Introduction Practical applications of self-tuners have been reported by number of investigators (Lee and Yu, 1997, Birchfield, 1996, Lee et. al., 1992, Csaki et. al., 1978, Kallstrom et. al., 1978, Keviczky et. al., 1978, Dumont and Belanger, 1978, Horn 1978, Dumont 1977, Kallstrom et. al., 1977, Borrison and Syding, 1976, Cegrell and Hedqvist, 1975, Jensen and Hansel 1974, Kallstrom 1974, Clarke et. al., 1973). Model Predictive Control, or MPC, is an advanced method of process control that has been in use in the process industries such as chemical plants and oil refineries since the 1980s. Model predictive controllers rely on dynamic models of the process, most often linear empirical models obtained by system identification. The applied models are determined to depict the behavior of complex dynamical systems. The models shall compensate for the impact of non-linearity of variables and the chasm caused by non-coherent process devolution. The models are used to predict the behavior of dependent variables (i.e. outputs) of the modeled dynamical system with respect to changes in the process independent variables (i.e. inputs). In chemical processes, independent variables are most often set points of regulatory controllers that govern valve movement (e.g. valve position with or without flow, temperature or pressure controller cascades), while dependent variables are most often constraints in the process (e.g. product purity, Euler-Lagrange equations) a cost-minimizing control

equipment safe operating limits). The model predictive controller uses the models and current plant measurements to calculate future moves in the independent variables that will result in operation that honors all independent and dependent variable constraints. The MPC then sends this set of independent variable moves to the corresponding regulatory controller set points to be implemented in the process. Linear MPC approaches are used in the majority of applications with the feedback mechanism of the MPC compensating for prediction errors due to structural mismatch between the model and the process. In model predictive controllers that consist only of linear models, the superposition principle of linear algebra enables the effect of changes in multiple independent variables to be added together to predict the response of the dependent variables. This simplifies the control problem to a series of direct matrix algebra calculations that are fast and robust. When linear models are not sufficiently accurate because of process nonlinearities, the process can be controlled with nonlinear MPC. Nonlinear MPC utilizes a nonlinear model directly in the control application. The nonlinear model may be in the form of an empirical data fit (e.g. artificial neural networks) or a high fidelity model based on fundamentals such as mass, species, and energy balances. The nonlinear model may be linearized to derive a Kalman (1958) filter or specify a model for linear MPC. The time derivatives may be set to zero (steady state) for applications of real-time optimization or data reconciliation. Alternatively, the nonlinear model may be used directly in nonlinear model predictive control and nonlinear estimation (e.g. moving horizon estimation). A reliable nonlinear model is a core component of simulation, estimation, and control applications.
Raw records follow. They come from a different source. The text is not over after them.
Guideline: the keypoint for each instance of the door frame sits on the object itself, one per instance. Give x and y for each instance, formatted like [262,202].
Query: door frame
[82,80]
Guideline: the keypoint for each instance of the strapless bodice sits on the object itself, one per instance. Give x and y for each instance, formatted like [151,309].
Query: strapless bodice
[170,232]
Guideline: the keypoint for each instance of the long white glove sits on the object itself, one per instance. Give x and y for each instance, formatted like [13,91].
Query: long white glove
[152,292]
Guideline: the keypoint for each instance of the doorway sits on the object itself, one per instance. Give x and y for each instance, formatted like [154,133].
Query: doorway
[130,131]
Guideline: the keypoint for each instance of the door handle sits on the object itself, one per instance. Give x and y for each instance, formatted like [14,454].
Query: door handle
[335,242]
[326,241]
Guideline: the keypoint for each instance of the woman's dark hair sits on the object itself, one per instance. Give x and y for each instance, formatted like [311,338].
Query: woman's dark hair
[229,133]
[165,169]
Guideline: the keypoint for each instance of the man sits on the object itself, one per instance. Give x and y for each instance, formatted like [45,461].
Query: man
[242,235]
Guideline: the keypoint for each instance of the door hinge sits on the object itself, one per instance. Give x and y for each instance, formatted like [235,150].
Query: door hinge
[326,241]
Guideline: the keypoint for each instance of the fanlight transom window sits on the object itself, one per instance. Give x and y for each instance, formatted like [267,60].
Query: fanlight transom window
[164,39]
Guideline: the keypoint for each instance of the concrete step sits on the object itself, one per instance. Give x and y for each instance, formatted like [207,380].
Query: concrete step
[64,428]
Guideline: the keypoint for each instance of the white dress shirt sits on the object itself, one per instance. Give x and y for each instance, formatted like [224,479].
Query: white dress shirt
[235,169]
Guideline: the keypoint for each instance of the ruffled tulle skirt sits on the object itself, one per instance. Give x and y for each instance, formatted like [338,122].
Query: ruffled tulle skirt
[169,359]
Theory behind MPC MPC is based on iterative, finite horizon optimization of a plant model. At time t the current plant state is sampled and a cost minimizing control strategy is computed (via a numerical minimization algorithm) for a relatively short time horizon in the future: [t,t + T]. Specifically, an online or on-the-fly calculation is used to explore state trajectories that emanate from the current state and find (via the solution of NMPC problem, before proceeding to the next one, which is suitably initialized.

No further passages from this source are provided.